Why do women go bald?
Female pattern baldness similar to male pattern baldness is mainly genetics and hormones.
In the female body in a normal state there is a male hormone - testosterone. This hormone undergoes natural changes in our body and turns into an androgen called dehydrotestosterone (DHT), which is a hormone that suppresses normal hair growth.
A woman's sensitivity to this hormone is inherited.
A young woman has enough additional hormones such as estrogen that know how to deal with and neutralize the side effects of DHT. As women grow older, the amount of hormones such as the estrogen hormone decreases in the body and there are fewer who will fight the damage caused to the hair follicles and the normal activity of hair growth on the head. The growth cycles are affected and shedding begins which becomes accelerated and eventually baldness can also occur. Female pattern baldness is never complete because women always have, in addition to damaged follicles, hair follicles that are not sensitive to the hormonal damage of DHT and manage to maintain normal activity.
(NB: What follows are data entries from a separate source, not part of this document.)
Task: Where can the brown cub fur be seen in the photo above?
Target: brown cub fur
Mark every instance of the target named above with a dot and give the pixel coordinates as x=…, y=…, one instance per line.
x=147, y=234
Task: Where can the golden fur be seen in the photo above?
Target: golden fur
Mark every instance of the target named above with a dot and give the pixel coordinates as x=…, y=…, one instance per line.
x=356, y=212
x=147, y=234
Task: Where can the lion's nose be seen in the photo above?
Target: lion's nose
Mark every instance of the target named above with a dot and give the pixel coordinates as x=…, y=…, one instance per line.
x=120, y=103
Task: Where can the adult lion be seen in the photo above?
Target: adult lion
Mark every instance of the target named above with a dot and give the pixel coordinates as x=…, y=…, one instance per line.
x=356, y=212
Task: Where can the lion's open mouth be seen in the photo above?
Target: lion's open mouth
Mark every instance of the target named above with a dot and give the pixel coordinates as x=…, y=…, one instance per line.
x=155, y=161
To describe hair loss in women, there is another scale that characterizes different stages in the balding process - the Ludwig scale for female hair loss:

Women can suffer from hair loss after giving birth, this is also considered a common phenomenon due to extreme hormonal changes of the woman during and after pregnancy, different and lacking nutrition during pregnancy due to difficulty eating normally, or after trauma to the body - extreme stress, mental stress, depression and anxiety, poor nutrition , extreme diets, diseases and drugs that characterize female diseases.
Even pulling the hair back into a killer ponytail and tightening it with a rubber band has been described in studies as something that can damage the hair follicles and can cause them to weaken.